Shirahama beach in Shimoda, Japan, where I went for a day trip

They say eat sushi when you are at the beach but I really had to recover from this one. The assortment was not for me.







I was only two weeks in Tokyo this summer (August), and even that felt extremely short. But then again, Vietnam felt short too (and exhausting).

I remember when I was in LA last year. It was new to me and I honestly liked some of the encounters I made. The encounters seem really worth it. But I was there only for a week and somehow I really really wish I would have stayed longer. Even two weeks do not cut it.


Only got instagram pictures fromLA because on a trip to Malaysia in May 2019 my phone was stolen (photos lost)

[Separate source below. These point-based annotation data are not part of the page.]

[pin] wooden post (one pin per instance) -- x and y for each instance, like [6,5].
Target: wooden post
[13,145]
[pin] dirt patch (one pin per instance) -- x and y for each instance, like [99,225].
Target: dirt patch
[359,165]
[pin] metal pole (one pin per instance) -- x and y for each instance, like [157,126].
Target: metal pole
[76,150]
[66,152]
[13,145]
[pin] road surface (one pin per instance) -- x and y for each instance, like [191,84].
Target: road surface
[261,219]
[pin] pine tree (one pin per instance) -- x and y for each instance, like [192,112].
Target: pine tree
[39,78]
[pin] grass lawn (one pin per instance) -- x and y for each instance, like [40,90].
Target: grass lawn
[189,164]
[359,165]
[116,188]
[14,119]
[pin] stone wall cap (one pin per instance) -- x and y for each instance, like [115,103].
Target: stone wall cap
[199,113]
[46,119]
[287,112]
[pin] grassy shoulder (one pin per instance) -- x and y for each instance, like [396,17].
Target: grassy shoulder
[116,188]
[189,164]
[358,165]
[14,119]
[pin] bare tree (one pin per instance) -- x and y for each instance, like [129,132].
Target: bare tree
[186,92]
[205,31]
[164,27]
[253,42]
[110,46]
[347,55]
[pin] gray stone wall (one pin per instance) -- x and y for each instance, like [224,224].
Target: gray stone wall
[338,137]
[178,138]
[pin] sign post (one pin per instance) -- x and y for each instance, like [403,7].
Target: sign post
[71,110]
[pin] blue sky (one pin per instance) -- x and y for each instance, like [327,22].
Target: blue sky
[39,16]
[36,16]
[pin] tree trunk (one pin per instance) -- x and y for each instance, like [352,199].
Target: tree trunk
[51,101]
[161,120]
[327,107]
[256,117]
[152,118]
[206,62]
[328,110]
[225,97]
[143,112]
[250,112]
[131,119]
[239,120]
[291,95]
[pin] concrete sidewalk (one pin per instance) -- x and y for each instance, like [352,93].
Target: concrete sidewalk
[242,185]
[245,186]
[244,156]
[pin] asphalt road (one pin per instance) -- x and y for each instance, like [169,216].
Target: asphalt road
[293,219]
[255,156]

In many ways though, LA felt like Germany. The people I met were spectacular - but the feeling was at times very European or German. All the stores seemed the same, the food was similar (only worse) and without the people it all did not seem so great. And if I don’t want to go for the place, it only makes sense to stay longer. I still dream of staying at least 3 weeks over there.... but with my scheduel right now and me being lazy to do the study work I have to do, I am not sure if and when I will make it. But as I once gave as an advice here: do not fear time. Keep looking at your goals.

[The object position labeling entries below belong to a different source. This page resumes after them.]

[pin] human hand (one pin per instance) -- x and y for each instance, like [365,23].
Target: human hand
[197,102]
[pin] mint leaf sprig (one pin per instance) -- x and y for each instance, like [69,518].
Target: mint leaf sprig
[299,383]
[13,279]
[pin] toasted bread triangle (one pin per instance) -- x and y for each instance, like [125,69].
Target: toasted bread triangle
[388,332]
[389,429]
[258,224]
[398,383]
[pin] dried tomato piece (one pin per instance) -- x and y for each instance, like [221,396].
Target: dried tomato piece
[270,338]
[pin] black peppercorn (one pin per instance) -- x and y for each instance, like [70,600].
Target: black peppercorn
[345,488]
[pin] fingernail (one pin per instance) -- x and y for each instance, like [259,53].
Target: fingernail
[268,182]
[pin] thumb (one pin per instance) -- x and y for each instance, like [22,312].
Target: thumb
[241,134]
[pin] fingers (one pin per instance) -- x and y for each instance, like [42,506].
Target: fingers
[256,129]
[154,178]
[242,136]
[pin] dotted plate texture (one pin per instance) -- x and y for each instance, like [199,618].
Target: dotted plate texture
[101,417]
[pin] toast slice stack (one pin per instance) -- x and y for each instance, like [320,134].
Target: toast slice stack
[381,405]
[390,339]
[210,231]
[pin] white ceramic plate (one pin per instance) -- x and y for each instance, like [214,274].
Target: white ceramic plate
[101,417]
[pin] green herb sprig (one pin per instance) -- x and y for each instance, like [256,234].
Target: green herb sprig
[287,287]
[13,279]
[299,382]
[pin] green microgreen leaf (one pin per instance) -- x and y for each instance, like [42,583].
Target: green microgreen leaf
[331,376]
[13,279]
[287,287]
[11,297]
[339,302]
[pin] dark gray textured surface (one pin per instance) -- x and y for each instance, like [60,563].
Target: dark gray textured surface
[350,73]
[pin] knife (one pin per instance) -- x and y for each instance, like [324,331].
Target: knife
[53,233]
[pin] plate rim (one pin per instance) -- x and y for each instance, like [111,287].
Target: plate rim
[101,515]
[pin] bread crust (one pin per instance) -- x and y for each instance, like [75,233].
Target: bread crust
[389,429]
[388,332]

As for travel itself, doesn’t it feel super overrated? I read all these people feel so inspired by travelling but I have yet to find a person who painted a great painting or wrote a book worth reading about their travels.
Do you know what the most awesome book about travels is that I read? Gulliver’s Travels by Jonathan Swift. And that man did not even travel!
Gaugin? Remember when he went to Polynesia and all the paintings he did were mainly of the Polynesia he imagined and not the colonalized he lived in? Yeah. Poor dude, didn’t have to got there and die in the end, he just had to use his mental images and paint.

Now Steve Jobs got inspired when travelling. Oh hell yeah, that makes a lot of sense to me because commercial travel goes hand in hand with ideas for commercial business. But where’s the art in that?
I have never heard of anyone doing anything inspiring or great art or anything to ease the Weltschmerz because of their travel experiences. But please, prove me wrong. Maybe I am just trying to prove myself right here for cancelling the trip and there is people who got inspired by travel to do something big and meaningful. But people like the Dalai Lamah, Gandhi, or Martin Luther King? Or Jesus? You can answer that question yourself.

To be honest, being home feels better than any trip I think. I haven’t felt good on most trips for the past few years. I kept pushing myself out of my comfort zone but even when I was out of my comfort zone, most of the time (70-80%) I thought I would rather be home because life is not so much different there (still very happy for the great encounters in the US though).
We all long for something, but all that travel can do is make us look in the mirror to see if we are all dolled up for nothing. Do you really need to stare into that mirror again? Do you really have to constantly check your looks that much? Don’t you think it’s time to focus on something more real than commercial travel? (Again, maybe I am only telling myself that.)

Can we stop making it look like travel is the path to enlightment and self-finding? Because it can be, in a Siddhartha way, but you gotta do much much more than just travel. And you will have to make it much less commercial and more conneted to yourself. While, you see, I usually get stressed out by my outer world to do and experience things too much to actually sit down and work on myself while I travel. So what’s the point, honestly? It seems like you will almost always be that chicken who runs with its head off... unless maybe you already made that place you visit a home.